Oh Joe La Fritte, tu comptes me pourrir mon groove, là ?

Heu… Non non, changeons de sujet. Vous parlez de convergence avec Berlin : les Allemands ont adopté une TVA sociale il y a deux ans. Faut-il les imiter ?

Tu poses de ces questions, mon lascar ! C’est une taxe, ce sont les Allemands qui l’ont mise en place, et elle marche bien là-bas ! C’est banco pour nous et en plus, c’est pas les socialauds de Martine qui vont gueuler contre des recettes supplémentaires quand ils vont prendre le pouvoir en 2012 ! Tu parles que si on la met en place, ce sera comme la retraite à 58… pardon 60… Vous dites ? 62 ? Ah oui, voilà, la retraite à 62 ans, t’inquiète pas que Martine, elle ne va pas y toucher.

Bon, simplement il va falloir la maquiller un peu pour bien enfumer les Français sur ce qu’elle est réellement : une taxe de plus pour camoufler la faillite. On peut par exemple dire que c’est un bidule qui paye la retraite des vieux, comme la vignette jadis, ou que ça comble le trou de la sécu. Un grand classique, ça, le trou de la sécu. En gros, on taxe le consommateur, et un peu moins le producteur et par ici la bonne souplette pour l’état. Qui gère tout ça avec brio. Comme d’hab. Efficace, futé : c’est du cousu-main.

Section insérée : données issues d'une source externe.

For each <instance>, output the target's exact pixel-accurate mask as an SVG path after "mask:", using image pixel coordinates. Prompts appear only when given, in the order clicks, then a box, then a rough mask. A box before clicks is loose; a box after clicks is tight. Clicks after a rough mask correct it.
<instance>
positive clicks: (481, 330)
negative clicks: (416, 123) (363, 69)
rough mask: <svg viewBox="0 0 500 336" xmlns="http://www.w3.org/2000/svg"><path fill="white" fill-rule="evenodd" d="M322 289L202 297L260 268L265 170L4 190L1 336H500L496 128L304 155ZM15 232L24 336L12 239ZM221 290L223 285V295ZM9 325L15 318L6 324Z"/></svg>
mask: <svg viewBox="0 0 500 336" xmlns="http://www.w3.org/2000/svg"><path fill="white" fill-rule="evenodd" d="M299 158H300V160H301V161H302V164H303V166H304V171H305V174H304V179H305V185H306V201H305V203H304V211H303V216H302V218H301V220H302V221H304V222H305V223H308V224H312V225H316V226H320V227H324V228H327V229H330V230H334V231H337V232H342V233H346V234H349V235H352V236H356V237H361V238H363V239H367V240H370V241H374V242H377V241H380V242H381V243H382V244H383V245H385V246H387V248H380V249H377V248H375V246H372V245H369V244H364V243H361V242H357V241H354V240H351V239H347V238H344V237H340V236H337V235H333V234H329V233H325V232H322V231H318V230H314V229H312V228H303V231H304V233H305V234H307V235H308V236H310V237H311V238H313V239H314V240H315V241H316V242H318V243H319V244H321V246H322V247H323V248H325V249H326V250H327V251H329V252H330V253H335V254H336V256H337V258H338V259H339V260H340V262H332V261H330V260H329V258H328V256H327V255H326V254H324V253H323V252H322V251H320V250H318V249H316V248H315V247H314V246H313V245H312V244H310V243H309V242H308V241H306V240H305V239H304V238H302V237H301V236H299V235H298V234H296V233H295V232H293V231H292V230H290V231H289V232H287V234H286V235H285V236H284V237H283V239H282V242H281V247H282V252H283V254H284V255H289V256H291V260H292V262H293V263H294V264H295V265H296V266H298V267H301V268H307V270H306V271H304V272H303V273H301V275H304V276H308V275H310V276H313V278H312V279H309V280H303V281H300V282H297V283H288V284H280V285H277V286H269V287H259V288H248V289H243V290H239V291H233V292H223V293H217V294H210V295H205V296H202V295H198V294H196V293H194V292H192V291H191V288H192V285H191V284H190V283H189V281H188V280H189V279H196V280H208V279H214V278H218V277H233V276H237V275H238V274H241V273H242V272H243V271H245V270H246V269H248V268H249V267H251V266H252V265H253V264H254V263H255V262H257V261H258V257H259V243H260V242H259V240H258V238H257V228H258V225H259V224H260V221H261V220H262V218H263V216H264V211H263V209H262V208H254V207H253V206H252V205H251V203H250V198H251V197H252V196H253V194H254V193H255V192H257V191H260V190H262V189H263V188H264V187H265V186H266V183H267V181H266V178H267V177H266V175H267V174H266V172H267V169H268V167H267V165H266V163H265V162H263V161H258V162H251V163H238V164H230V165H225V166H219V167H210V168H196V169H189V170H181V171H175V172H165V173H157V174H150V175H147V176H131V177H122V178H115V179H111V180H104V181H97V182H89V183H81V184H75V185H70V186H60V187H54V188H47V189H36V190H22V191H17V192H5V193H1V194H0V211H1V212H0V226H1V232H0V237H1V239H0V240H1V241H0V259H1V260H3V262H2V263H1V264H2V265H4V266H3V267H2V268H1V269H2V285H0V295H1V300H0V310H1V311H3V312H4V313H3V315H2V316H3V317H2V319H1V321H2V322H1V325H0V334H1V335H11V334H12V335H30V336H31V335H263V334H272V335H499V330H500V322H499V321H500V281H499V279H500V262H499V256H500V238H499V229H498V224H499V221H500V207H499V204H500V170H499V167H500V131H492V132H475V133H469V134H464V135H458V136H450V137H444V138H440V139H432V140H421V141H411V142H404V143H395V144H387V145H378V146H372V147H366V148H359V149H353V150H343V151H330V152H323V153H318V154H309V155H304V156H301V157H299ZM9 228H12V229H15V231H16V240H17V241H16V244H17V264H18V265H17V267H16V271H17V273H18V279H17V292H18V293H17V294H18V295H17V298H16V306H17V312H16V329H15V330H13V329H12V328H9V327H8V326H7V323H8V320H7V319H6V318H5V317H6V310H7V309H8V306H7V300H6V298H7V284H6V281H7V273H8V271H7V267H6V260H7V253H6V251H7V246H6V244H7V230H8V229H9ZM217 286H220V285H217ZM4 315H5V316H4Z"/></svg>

Êtes-vous favorable à la suppression du bouclier fiscal et de l’ISF?

Absolument. Ça fait bisquer les socialistes. Et puis bon, ça fait de la polémique pas trop compliquée à gérer. Plus facile que la burqua ou les Roms, si vous voyez ce que je veux dire. D’autant que c’est une promesse. Vous savez ce que valent les promesses, hein. Et je suis un malin ; supprimer le boucler et l’ISF, ça fera passer inaperçu l’autre idée lumineuse : ma proposition de fusionner l’impôt sur le revenu et la CSG, qui permettra, entre autres, de faire financer directement le social (normalement paritaire) par l’impôt. Et là, je vous garantis sur facture une fête du slip comme vous n’en avez jamais vue avec des cotillons, des fanions et des petits ballons marqués « Bienvenue » !

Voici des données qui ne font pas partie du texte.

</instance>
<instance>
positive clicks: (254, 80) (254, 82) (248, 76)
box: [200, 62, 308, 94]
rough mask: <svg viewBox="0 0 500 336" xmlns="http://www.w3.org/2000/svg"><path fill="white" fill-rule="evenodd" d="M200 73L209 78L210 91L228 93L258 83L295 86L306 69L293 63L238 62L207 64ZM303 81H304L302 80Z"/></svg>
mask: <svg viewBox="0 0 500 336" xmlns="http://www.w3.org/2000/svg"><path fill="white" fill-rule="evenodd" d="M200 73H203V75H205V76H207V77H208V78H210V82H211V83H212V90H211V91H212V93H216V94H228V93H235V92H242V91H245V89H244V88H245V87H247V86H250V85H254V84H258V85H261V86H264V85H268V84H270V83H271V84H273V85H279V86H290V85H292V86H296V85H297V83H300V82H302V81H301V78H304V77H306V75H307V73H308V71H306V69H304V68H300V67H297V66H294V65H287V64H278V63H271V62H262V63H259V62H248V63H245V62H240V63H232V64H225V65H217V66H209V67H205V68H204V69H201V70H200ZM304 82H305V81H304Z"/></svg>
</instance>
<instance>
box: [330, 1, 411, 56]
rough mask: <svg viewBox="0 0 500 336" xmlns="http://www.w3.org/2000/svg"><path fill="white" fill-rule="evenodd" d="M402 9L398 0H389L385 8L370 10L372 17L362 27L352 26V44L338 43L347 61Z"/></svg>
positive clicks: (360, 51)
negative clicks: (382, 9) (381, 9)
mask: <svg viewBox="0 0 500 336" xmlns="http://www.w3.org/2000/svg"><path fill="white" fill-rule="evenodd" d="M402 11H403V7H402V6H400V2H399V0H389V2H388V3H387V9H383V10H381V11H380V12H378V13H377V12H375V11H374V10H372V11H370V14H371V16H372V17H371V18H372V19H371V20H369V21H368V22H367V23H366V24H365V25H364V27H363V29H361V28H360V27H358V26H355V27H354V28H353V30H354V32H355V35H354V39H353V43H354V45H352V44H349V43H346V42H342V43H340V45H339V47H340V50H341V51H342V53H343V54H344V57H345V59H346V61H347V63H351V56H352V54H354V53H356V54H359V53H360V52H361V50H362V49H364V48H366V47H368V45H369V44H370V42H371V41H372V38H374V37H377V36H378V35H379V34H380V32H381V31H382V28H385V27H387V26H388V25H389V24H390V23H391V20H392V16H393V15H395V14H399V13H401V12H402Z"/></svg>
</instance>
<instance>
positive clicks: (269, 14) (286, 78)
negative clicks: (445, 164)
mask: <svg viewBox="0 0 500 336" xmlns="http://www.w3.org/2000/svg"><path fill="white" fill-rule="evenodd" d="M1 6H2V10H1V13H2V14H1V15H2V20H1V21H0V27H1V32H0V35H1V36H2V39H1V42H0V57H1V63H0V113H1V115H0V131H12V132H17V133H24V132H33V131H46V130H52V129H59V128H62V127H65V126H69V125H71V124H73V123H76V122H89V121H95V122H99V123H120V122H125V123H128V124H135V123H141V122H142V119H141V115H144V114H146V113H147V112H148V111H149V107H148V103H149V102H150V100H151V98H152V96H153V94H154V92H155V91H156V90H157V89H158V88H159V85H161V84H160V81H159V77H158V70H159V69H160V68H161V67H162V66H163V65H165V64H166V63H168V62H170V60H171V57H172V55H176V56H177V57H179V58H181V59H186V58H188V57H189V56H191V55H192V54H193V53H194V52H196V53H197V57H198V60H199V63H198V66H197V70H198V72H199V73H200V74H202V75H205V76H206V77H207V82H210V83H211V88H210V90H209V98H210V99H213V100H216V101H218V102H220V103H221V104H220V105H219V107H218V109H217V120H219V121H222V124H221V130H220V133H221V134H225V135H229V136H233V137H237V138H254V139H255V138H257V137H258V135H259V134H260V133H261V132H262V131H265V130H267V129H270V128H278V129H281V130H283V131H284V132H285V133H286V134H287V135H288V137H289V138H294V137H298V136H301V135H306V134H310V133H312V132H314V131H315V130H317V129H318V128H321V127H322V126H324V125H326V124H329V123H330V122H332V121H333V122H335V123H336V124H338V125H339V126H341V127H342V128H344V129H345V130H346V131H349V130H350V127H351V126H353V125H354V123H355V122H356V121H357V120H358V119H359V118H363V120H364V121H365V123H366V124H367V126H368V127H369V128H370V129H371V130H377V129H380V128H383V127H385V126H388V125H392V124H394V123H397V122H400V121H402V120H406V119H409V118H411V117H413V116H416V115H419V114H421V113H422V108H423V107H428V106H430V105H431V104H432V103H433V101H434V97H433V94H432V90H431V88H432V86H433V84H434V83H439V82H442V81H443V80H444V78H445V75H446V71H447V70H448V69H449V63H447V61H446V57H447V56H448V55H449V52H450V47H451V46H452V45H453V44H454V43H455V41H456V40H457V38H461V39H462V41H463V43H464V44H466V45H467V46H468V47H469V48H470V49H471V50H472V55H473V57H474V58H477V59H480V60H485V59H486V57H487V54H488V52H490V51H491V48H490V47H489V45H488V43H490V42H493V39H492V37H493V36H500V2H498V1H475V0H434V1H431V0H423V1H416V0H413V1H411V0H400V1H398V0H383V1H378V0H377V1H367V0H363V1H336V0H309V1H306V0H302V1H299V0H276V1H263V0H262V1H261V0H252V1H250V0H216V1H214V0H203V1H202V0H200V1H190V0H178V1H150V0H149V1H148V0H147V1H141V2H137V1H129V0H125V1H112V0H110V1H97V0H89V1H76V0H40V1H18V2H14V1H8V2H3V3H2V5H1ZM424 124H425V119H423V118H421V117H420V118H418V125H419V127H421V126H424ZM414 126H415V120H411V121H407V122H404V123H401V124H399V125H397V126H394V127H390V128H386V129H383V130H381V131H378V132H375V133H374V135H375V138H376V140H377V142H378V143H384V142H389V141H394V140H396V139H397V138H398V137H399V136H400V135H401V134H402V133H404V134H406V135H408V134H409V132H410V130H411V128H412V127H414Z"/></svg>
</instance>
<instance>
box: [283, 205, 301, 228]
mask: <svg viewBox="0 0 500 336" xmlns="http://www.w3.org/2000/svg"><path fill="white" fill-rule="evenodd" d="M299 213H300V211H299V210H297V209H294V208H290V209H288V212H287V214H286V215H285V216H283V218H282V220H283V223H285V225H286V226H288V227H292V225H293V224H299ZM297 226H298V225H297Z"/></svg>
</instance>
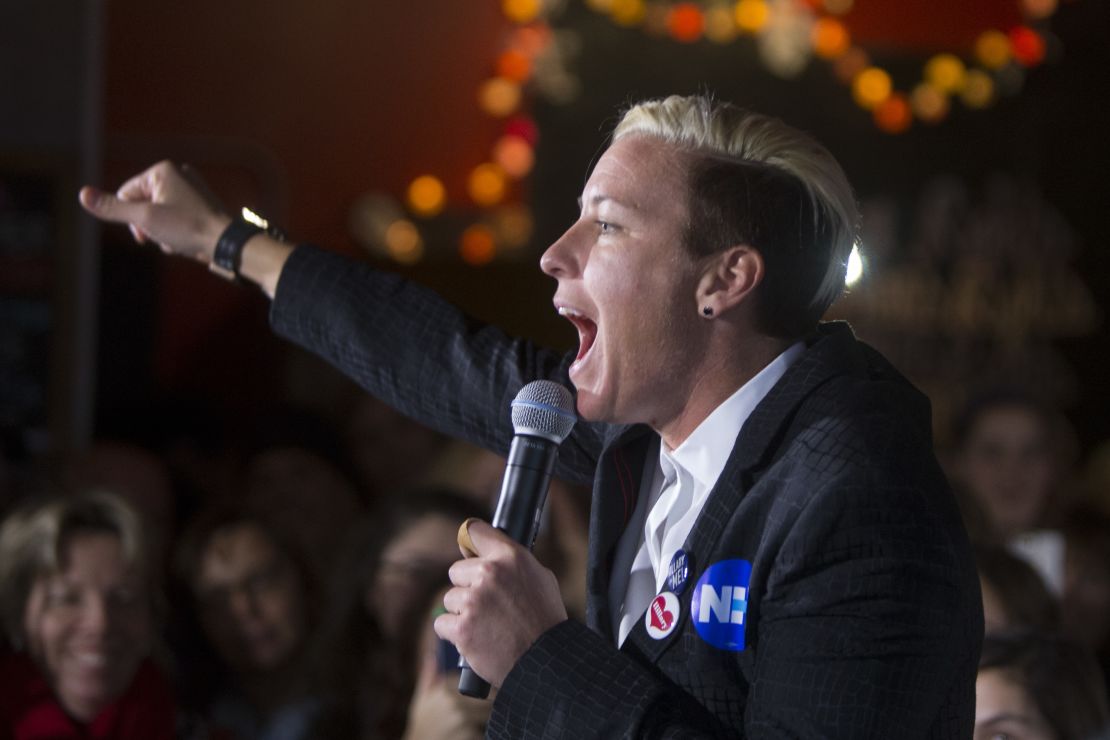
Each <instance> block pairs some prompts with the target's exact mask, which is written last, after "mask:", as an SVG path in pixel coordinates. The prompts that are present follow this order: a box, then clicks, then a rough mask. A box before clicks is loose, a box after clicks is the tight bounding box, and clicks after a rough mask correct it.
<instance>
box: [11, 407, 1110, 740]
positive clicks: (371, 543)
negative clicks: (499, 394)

Fusionner les deux rendra la CSG progressive en fonction du revenu, ce qui risque de déplaire aux électeurs de droite…
Les électeurs de droite, tout le monde le sait, ce sont des vieux, et des grincheux. Et les vieux et les grincheux cacochymes, on les tient par les couilles : en fait, c’est ma soluce, ou sinon, plus de sécu du tout. Eh oui: le système, il prend l’eau de partout. Comme pour les retraites, y’aura bien quelques comiques à rouspéter, mais ce n’est pas grave. Une fois élu, le ronchon, on s’en fiche : il paye quand même ses impôts.

Le Parlement doit-il revenir sur son engagement de ne pas faire payer nos déficits sociaux par les générations futures, en prolongeant la Cades après 2021?

La Caquoi ? Non mais sérieusement, biloute, tu crois vraiment que les électeurs ont ne serait-ce qu’une vague idée de ce que c’est que ce machin ? Tu crois qu’ils savent que les régimes spéciaux et les privilèges de ces branleurs de cégétistes du rail et des autres qui empilent grèves sur grèves sont payés par les salariés du privé ? Tu crois qu’ils savent que si l’état n’empruntait pas, toutes les semaines, dans les 10 milliards d’euros, on serait en cessation de paiement depuis des lustres ? Tu crois qu’ils savent qu’on frôle tous les jours un peu plus l’asphyxie complète, mais que, comme on a des taux Historiquement Bas, les enfants, on arrive encore à faire durer l’illusion ? Tu crois qu’ils ont compris, malgré tout ce qui se dit, discrètement, que lorsqu’ils ont un petit découvert, c’est les huissiers et les saisies confiscatoires, et que l’Etat, lui, peut continuer à dépenser comme un goret puisque tout le monde s’en fiche ?

Franchement, les générations futures, pour moi, c’est du vent : t’en vois, biloute, des générations futures, après 2012 ? Les générations futures, en fait, elles regardent les syndicalistes brailler dans la rue, actuellement, et … Et rien.

Ça fait plus de 20 ans que je fais de la politique ; si je m’en étais occupé, de ces générations futures, il y a vingt ans, où est-ce que j’aurais trouvé le temps de m’occuper de moi, hein ? Tu crois que je serais arrivé là où je suis avec les générations futures patati et le combat contre la dette patata ?

Allez. T’inquiète pas : on va le sauver, le système français que le monde nous envie.

Enfin, peut-être, peut-être pas. Mais en tout cas, tu vas devoir payer.